After I graduated college and spent years picking up odd jobs, including being a paraprofessional working with behavioral support kids, I eventually found myself at a crossroads after Hurricane Sandy hit and closed down the schools for a few weeks.

I laid in bed one night after the first round of eviction papers hit and thought to myself “What about that dream I had as a kid? The one Mr. Bittle wanted me to chase?”

I opened my laptop and filled out the app for Disney. And less than three months later, I found myself on a Greyhound bus with nothing but a suitcase, $80, and my cell phone, making the 21 hour trek from Philadelphia to the Sunshine State, for that dream had finally come true.

It was humble beginnings at first, my studio apartment empty for the first few months with nothing but an air mattress and a few small trinkets. My job wasn’t inside the parks like I hoped, but instead at an outlet mall in the Disney Character Warehouse selling outdated and overstocked Disney souvenirs at minimum wage, making far less than what I made as a paraprofessional.

But I worked hard to chase that dream, and eventually became a vacation planner a year later, finding myself at Epcot, the very park I fell in love with as a kid.

Life comes full circle, or shall I say Spaceship Earth?

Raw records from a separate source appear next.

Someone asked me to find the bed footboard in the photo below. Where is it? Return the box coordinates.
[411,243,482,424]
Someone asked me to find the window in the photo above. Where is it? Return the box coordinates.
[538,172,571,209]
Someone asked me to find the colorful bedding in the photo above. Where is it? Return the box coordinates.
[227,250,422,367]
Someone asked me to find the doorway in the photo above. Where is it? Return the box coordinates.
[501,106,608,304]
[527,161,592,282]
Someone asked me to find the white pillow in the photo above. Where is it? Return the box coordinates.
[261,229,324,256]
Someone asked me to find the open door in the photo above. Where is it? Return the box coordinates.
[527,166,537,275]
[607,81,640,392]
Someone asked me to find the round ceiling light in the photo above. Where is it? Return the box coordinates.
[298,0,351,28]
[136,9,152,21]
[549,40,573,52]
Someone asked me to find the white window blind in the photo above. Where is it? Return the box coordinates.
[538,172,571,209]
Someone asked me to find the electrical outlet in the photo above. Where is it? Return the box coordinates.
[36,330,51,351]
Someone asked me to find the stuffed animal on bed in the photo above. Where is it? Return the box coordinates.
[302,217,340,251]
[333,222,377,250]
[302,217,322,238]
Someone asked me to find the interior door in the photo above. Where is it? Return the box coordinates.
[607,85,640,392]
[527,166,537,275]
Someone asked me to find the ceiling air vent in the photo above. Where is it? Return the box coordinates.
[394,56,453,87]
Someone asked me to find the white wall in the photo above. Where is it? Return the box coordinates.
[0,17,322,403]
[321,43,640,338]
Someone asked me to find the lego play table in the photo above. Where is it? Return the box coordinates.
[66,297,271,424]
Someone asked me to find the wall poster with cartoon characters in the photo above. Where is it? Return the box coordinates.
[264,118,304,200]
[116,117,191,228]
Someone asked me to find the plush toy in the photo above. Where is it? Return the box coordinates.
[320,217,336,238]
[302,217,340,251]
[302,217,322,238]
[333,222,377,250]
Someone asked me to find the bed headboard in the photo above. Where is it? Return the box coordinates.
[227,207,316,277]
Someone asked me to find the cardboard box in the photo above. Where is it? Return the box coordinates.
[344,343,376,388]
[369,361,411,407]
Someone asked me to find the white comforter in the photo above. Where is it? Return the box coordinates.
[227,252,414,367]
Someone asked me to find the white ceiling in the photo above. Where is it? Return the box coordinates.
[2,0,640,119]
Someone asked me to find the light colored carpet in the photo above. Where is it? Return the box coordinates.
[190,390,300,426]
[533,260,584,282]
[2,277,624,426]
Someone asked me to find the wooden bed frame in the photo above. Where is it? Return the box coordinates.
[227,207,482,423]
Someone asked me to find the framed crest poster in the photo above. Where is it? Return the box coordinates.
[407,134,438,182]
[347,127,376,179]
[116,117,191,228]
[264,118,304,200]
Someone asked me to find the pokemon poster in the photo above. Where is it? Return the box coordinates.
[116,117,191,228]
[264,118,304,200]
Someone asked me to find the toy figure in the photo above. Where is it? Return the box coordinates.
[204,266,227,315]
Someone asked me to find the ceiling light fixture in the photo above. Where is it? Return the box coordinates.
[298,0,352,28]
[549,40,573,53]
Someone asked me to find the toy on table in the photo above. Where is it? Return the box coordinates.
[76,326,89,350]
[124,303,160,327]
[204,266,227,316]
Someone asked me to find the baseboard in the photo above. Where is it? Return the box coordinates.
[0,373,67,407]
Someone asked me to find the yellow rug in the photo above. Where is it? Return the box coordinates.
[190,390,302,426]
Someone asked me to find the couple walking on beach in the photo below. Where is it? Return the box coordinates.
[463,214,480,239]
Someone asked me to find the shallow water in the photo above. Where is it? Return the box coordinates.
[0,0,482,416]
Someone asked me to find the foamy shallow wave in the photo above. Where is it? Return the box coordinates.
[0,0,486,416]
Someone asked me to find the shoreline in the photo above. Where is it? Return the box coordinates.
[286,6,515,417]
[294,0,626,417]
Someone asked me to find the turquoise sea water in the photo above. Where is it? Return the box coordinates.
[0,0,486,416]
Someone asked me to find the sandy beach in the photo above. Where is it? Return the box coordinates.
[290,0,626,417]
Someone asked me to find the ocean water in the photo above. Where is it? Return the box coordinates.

It was hard getting to that point, upon learning that the job was very visually detailed and one wrong click could potentially ruin the guests’ day. I had a job coach for a week who brought in different magnification devices and helped me reconfigure the booth a bit to makes things easier for me to keep track of. I had my fair share of flub ups and a few angry guests to boot, but here I am, two years later, still making magic in the front ticket booths at Epcot for my guests each day.

I came to learn in my journey that my vision shouldn’t stop me from living out my dreams. As Walt Disney once said “All our dreams can come true, if we have the courage to pursue them.”

And courage is what makes the journey worthwhile.